Collections are our cultural memory and creative future​

CAMD museum collections include well over 56 million objects which range from early animal specimens to the latest tablet computer.

These collections encapsulate a nation’s past knowledge, its changing attitudes, advancing technologies and its interactions with the world.

Collections encompass and protect our ‘cultural memory’, which can be understood as the wisdom and understanding of past cultures transmitted from one generation to the next.

The objects within collections can also provide us with reference points from the past and springboards for new ideas and new forms of cultural expression and innovation.
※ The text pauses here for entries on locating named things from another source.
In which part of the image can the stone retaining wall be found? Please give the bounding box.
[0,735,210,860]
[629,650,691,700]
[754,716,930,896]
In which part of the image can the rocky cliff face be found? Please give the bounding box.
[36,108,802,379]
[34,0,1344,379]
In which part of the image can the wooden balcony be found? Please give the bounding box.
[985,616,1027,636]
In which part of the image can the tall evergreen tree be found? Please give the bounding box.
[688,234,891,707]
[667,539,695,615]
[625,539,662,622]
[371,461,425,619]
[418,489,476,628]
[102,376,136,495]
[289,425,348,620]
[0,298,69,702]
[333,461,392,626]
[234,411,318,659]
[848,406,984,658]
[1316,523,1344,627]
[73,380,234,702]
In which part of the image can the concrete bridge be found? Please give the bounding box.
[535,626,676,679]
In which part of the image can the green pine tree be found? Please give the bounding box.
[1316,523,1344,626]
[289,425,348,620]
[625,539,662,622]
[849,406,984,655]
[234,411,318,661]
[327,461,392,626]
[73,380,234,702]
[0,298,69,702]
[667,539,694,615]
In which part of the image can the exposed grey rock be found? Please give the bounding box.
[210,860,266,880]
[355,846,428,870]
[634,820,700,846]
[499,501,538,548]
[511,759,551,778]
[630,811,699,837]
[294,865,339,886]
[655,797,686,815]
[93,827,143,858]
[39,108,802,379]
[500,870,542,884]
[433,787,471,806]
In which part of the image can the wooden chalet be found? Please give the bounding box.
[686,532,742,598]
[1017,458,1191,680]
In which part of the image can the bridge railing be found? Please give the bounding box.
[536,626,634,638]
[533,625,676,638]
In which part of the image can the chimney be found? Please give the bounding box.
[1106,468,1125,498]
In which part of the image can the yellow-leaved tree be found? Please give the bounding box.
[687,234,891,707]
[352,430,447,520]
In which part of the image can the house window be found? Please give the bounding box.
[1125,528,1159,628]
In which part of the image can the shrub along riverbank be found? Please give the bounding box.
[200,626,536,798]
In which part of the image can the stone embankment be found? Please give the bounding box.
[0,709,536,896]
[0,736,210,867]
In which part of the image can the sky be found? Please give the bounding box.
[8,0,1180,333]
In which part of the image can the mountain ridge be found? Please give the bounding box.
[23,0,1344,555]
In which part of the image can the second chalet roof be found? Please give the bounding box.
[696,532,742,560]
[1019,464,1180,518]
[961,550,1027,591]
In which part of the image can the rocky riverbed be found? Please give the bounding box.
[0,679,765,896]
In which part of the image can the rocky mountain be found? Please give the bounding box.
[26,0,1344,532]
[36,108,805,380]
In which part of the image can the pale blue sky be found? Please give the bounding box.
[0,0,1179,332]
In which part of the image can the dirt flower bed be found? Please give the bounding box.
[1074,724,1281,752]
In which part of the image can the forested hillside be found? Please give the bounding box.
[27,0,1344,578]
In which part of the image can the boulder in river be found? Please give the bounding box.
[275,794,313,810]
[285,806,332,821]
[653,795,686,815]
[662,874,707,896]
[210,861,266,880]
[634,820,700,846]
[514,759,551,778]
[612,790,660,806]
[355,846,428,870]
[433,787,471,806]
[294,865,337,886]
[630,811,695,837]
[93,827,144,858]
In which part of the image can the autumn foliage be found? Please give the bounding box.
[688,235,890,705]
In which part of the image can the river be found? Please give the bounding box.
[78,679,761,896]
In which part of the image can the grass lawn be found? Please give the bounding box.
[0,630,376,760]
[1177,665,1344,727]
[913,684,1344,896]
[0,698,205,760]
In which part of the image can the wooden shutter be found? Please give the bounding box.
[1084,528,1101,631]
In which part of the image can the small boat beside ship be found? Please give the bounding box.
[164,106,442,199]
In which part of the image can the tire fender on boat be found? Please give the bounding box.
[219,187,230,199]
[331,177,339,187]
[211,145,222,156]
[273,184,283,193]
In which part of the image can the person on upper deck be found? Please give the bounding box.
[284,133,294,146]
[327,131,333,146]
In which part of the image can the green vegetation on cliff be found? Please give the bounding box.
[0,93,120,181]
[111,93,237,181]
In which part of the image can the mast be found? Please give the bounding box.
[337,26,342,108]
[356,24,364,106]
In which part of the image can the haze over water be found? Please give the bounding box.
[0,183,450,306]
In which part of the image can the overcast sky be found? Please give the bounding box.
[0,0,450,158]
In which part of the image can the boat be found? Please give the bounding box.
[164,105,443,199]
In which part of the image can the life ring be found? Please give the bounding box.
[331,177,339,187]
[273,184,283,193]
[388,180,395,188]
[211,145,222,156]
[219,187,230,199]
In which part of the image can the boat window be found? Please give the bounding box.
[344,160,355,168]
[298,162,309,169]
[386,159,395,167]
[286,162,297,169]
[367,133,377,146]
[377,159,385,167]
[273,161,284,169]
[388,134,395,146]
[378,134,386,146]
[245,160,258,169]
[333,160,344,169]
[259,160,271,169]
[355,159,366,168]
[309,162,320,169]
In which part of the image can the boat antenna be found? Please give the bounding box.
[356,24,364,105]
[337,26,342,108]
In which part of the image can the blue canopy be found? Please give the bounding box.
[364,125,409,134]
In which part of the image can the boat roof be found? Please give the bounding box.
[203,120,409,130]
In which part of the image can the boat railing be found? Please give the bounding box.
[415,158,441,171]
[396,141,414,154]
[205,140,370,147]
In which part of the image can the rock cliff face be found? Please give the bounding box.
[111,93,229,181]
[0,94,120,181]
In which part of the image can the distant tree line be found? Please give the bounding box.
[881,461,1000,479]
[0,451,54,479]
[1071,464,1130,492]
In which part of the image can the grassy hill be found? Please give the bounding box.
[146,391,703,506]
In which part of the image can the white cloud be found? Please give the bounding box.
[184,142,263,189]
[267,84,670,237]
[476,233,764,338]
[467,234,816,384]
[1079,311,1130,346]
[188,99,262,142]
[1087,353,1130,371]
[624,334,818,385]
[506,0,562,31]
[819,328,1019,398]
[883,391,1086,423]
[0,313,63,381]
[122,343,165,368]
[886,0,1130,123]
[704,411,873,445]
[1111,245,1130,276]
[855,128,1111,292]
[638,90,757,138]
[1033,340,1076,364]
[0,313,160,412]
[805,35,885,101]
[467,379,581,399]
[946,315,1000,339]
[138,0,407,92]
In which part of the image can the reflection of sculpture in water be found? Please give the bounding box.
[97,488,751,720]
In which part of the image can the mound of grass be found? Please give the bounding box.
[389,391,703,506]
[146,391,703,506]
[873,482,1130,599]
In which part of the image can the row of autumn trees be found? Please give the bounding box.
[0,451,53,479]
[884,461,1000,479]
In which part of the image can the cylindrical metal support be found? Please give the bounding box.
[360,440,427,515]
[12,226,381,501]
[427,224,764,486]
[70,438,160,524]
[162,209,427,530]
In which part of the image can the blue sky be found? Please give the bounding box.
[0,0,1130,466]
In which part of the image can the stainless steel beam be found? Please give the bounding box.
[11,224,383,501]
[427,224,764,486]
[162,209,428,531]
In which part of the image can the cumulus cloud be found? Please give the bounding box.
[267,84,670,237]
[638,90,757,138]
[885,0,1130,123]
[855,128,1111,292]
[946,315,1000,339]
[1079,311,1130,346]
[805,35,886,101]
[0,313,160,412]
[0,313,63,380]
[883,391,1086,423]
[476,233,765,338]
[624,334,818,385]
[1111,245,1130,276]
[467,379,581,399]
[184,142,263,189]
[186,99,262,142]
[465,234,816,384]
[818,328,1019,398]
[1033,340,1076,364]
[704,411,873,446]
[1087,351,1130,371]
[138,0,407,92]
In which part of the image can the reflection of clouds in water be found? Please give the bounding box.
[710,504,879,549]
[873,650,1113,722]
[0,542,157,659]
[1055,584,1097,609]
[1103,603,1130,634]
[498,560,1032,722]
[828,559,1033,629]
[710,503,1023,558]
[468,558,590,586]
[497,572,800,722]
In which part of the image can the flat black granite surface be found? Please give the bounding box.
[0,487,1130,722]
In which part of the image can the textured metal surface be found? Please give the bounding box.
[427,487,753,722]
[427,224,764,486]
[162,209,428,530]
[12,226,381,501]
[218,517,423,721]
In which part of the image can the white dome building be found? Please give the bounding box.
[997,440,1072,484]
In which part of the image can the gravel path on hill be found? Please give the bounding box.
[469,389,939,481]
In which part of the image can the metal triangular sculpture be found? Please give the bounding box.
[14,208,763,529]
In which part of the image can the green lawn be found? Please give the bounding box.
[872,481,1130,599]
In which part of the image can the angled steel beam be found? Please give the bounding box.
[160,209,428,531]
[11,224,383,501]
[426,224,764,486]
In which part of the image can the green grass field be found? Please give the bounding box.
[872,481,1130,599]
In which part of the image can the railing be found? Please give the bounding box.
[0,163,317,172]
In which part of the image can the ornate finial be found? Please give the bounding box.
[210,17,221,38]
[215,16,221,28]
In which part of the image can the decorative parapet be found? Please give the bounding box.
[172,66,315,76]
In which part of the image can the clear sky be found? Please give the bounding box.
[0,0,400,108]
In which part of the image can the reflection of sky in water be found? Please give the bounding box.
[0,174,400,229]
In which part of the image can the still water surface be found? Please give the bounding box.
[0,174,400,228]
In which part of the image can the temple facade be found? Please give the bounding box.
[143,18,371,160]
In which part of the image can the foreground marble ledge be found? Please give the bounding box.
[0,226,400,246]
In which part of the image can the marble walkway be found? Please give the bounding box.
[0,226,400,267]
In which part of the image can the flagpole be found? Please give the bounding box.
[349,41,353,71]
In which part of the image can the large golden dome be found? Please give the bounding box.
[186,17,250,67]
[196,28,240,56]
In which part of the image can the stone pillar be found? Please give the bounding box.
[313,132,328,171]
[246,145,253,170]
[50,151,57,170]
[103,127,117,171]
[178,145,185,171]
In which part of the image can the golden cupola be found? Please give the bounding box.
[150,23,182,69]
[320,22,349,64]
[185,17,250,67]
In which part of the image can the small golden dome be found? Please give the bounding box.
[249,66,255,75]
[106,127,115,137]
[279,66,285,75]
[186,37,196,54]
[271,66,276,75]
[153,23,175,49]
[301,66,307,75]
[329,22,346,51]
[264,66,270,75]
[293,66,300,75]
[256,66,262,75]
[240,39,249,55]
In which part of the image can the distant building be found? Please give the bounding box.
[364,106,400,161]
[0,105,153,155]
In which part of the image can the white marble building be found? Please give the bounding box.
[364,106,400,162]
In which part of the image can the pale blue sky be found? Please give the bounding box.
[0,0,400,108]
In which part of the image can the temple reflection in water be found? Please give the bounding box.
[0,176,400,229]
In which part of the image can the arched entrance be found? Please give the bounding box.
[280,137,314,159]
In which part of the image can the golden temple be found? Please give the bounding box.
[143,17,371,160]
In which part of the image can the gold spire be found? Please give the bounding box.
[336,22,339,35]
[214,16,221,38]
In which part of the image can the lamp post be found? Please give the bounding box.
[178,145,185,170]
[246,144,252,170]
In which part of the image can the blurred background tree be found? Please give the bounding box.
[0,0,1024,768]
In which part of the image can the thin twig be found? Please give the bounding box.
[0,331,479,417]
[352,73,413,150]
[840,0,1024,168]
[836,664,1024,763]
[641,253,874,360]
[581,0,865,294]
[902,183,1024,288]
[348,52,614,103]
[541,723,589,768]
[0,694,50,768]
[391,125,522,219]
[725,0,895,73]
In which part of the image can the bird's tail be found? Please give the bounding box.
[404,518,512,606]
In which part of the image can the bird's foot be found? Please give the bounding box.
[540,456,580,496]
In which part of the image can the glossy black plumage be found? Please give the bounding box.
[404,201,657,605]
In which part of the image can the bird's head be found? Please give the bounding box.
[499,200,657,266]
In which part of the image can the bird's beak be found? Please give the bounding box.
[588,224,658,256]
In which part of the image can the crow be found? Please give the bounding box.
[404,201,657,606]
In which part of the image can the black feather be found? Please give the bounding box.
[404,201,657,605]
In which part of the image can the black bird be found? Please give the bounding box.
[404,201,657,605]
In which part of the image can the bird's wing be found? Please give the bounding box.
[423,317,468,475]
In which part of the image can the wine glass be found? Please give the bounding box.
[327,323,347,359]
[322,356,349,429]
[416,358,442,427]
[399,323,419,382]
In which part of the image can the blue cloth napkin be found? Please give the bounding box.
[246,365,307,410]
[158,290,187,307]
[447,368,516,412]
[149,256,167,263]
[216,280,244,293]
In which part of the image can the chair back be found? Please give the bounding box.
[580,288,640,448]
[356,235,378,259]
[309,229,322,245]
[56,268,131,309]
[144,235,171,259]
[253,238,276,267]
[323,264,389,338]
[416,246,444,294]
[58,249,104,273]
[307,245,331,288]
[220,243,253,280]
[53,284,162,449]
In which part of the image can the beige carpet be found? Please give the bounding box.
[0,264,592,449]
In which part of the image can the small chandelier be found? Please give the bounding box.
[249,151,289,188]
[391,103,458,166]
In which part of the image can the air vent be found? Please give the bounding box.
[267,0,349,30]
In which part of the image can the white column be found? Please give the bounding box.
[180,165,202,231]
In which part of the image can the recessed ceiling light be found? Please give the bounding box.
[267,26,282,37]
National Treasures/National Collections

Museums hold their collections in trust for the nation.  These collections are highly valuable and contain many irreplaceable specimens and objects.

The larger part of Australia and New Zealand’s national cultural and natural science collections are in State/Territory or regional museums, many of which were established in the 19th or earlier 20th centuries.  More recently, exemplary national museums have also been established.  Together these organisations represent the distributed national collections of each country.

Collections are dynamic​

Museum collections and the uses to which they are put are dynamic by nature.

The collections of major museums are constantly ‘mined’ by museum staff and others for interactions which catalyze creativity and expression across a wide range of cultural and scientific fields.

For examples of the many amazing ways CAMD museums and their users put collections to use see Case Studies.

In true dynamic form, collections also continue to grow as they absorb new material, from significant contemporary indigenous art to cutting edge forms of digital technology.  Collections continue to grow and reflect the communities they serve.